Neumann: Everything about being in Tuskegee was interesting. It's an all Black school, an all Black community. Uh, most of them were very religious, Baptist. And you know, I had grown up in New York. I'd never met anybody like them. And they had never met anybody like me. So, I thought of teaching as political work, Civil Rights work. You know, and I had them read W.E. duBois. And I had them read, just, I had them read Black writers. I had them read Ralph Ellison who wrote "Invisible Man" about Tuskegee. You know, we all... I hadn't read "Invisible Man" either. So we were all, you know, discovering what was happening together. And that year there started to be a Civil Rights group. And I ended up being the adviser to the Civil Rights group. You know, with really no sense of it being inappropriate particularly. So, it was during the time of the Selma to Montgomery march. I was in Selma with my students. And before the actual march started there was all this planning. You know, all the planning meetings happened in the church.

Preacher: (Welcome Table sermon with response.) ....When I get through riding my chariot, I want to eat at the welcome table. Some of there days.....

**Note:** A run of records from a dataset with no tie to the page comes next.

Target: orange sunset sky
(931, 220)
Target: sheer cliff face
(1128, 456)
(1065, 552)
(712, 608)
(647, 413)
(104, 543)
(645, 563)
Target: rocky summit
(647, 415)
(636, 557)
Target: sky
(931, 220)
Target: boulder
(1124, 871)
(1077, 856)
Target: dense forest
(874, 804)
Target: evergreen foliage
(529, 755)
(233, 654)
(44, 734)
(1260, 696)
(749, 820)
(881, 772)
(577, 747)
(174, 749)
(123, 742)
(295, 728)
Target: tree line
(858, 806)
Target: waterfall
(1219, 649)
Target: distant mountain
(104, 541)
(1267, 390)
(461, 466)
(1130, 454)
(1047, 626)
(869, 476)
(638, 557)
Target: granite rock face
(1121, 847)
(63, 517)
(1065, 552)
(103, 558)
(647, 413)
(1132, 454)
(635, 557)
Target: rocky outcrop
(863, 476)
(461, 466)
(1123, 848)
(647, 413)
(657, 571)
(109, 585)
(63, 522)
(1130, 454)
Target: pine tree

Neumann: Being in the churches was so profound to me. It was community, religion, music, warmth, you know, freedom, it was all one. And it was all in this one room. And the main quality for me was just that, was just that quality of being welcomed. I think that was what was so critical to me. Because I was.... in the way that I was Jewish, in the way that I was an immigrant, in the way that I came from a family that didn't identify as Jewish, I mean, I was looking for a home. And this was a home to me. Being in those churches was a home to me.

Church Choir: Sings Welcome Table.

Neumann: You know it was just very, very powerful in terms of feeling at home in a way that I had never felt. And the Welcome Table applied to me. You know, "We're going to sit at the Welcome Table..." and I felt like, OK, I was at the Welcome Table, you know, just like everybody else.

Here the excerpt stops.